2. **Magnitude of Sparsity:** The effect of sparsity is vastly more pronounced in the "Edges" than in the "Heads". The multiplier to reach ~90% mass is 16.1x for Edges, compared to only 3.4x for Heads.
3. **Scale Differences:** The x-axis for Edges is logarithmic, spanning thousands of indices, whereas the x-axis for Heads is linear, spanning only about 140 indices. This suggests there are significantly more "Edges" in the system being measured than there are "Heads".
---
### Interpretation
These charts likely represent an analysis of a neural network architecture, specifically a Transformer model (implied by the terms "Heads" for attention heads and "Edges" for network connections/graph edges).
The "Sorted Index" represents individual components (heads or edges) sorted by their importance or "mass" (likely activation magnitude, attention weight, or parameter value) in descending order. The "Mean Cumulative Mass" shows what percentage of the total network's activity/weight is captured as you add more of these sorted components.
**Reading between the lines (Peircean investigative analysis):**
* **The Power of Sparsity:** The data proves that applying sparse techniques to this model is highly effective. By using the "Sparse" method, the model can capture 90% of the necessary information using a fraction of the parameters.
* **Pruning Potential:** For "Edges", you could theoretically prune (remove) the vast majority of the connections (everything past index ~100) in the sparse model and still retain 100% of the cumulative mass. In the non-sparse model, you would need to keep over 1,000 edges to achieve the same result. The "16.1x" annotation is a direct boast of computational efficiency: the sparse edge representation is 16 times more efficient at concentrating importance.

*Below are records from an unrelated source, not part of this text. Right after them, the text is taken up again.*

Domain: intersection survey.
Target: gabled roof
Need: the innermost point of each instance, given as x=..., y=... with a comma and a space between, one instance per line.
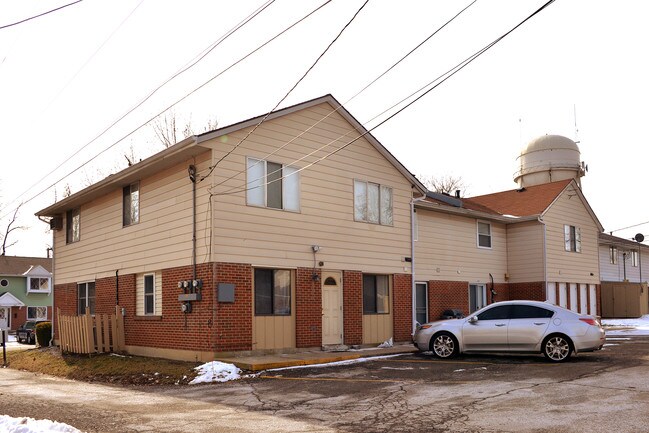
x=193, y=146
x=9, y=300
x=529, y=201
x=13, y=266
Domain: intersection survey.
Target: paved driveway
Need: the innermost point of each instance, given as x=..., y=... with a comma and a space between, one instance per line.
x=606, y=391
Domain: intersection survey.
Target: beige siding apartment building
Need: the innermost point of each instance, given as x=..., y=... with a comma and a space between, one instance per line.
x=296, y=231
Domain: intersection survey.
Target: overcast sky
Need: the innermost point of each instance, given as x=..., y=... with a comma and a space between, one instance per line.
x=65, y=77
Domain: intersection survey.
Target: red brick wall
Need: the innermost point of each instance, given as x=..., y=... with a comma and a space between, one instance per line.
x=353, y=307
x=65, y=300
x=308, y=308
x=533, y=291
x=233, y=320
x=402, y=312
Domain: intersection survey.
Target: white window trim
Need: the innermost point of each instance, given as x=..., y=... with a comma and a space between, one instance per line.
x=567, y=237
x=49, y=285
x=477, y=234
x=264, y=184
x=380, y=188
x=36, y=318
x=144, y=295
x=77, y=293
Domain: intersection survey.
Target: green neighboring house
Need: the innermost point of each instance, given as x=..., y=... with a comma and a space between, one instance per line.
x=25, y=290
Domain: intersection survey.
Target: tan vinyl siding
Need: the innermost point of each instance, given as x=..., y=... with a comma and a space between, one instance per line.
x=139, y=293
x=525, y=252
x=447, y=249
x=615, y=272
x=161, y=239
x=562, y=265
x=271, y=237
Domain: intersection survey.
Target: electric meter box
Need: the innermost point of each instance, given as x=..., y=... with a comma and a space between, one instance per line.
x=226, y=292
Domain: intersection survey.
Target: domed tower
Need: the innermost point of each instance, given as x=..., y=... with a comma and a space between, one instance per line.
x=548, y=159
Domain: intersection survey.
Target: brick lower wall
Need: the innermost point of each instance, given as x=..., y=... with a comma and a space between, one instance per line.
x=402, y=312
x=353, y=307
x=234, y=320
x=308, y=308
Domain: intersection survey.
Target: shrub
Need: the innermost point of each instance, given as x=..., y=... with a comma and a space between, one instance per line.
x=43, y=333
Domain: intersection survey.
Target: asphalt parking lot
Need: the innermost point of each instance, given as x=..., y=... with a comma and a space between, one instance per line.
x=606, y=391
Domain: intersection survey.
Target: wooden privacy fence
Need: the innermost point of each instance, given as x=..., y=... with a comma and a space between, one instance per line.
x=91, y=334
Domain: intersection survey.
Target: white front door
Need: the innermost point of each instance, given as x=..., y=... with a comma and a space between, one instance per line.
x=4, y=318
x=332, y=308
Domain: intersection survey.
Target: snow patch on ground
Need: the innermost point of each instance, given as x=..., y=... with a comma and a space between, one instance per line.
x=30, y=425
x=216, y=371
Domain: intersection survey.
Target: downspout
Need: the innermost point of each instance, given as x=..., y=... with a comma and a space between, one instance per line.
x=545, y=255
x=412, y=261
x=51, y=342
x=192, y=178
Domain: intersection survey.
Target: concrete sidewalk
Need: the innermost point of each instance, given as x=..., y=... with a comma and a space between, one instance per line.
x=279, y=360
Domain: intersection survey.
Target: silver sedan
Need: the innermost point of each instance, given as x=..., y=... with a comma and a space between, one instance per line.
x=513, y=326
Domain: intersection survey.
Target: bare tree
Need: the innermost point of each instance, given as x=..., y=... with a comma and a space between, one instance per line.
x=11, y=227
x=444, y=184
x=166, y=128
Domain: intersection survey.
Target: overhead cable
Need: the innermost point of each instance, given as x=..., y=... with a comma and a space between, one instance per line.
x=39, y=15
x=354, y=96
x=287, y=93
x=186, y=67
x=439, y=81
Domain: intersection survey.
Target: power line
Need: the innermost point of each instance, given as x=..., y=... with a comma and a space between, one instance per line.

* **Architectural Insights:** The fact that "Edges" require a logarithmic scale up to $10^3$ while "Heads" only go up to ~140 indicates the structural reality of the model: there are relatively few attention heads, but a massive number of edge connections between nodes/tokens. Sparsifying the edges yields a much higher relative reduction in required components (16.1x) than sparsifying the heads (3.4x), making edge-sparsification a highly lucrative target for model optimization and compression.